Business & Finance Bankruptcy

Laws on Chapter 7 Bankruptcy and Debt

    Secured Debts

    • Secured creditors have a lien on some form of collateral until the debtor pays off the debt. Mortgages and car loans are examples of secured debts. The debtor needs to be current with those loan payments if he wants to keep the collateral in a Chapter 7 case. If the debtor wants to retain the property, the creditor usually requires the debtor to sign a reaffirmation agreement. The agreement lists the terms of the loan and the debtor affirms his ability to continue making payments. Reaffirmed debts are not discharged in a bankruptcy. Consult with a bankruptcy attorney to confirm the long-term consequences of retaining property and signing a reaffirmation agreement. If the debtor is delinquent with payments when the case is filed, the creditor can request permission from the court to repossess the property.

    Unsecured Priority Debts

    • Unsecured priority claims are the types of debts that must be paid in spite of the bankruptcy filing.
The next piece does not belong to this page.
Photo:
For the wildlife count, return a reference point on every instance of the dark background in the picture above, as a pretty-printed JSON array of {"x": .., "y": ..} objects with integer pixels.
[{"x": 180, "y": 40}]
These debts include certain types of taxes, child support and personal injury claims caused by the debtor operating a vehicle while intoxicated. The debtor remains personally liable for these debts. The debtor needs to keep making payments to those creditors for the outstanding balance after the bankruptcy case is discharged and closed.

    Student Loans

    • The cost of matriculating college and graduate schools can be very expensive. Once students have obtained their degrees, they realize the crippling effect those student loans have on their budget and the ability to cover living expenses. The bankruptcy code makes it extremely difficult to get rid of student loan debt. The debtor must prove that the student loans pose an undue hardship that causes the debtor to barely maintain a minimal standard of living. The debtor must also show that his financial circumstances will not change in the future during the remaining repayment period. Discuss the possibility of qualifying for an undue hardship discharge with a bankruptcy attorney.

    Unsecured Non-priority Debts

    • Claims submitted to the bankruptcy court by credit card companies, medical care facilities and payday loan companies usually fit within the category of unsecured non-priority debts. Unsecured debts are not attached to any of the debtor's property. These are the kinds of debts that are usually discharged with the creditors receiving very little to no payout in the bankruptcy. When the case is discharged, those creditors do not have the right to request further payment and the debtor has an opportunity to receive a fresh start. Usually, by getting rid of these types of debts, the debtor is better able to manage his other living expenses.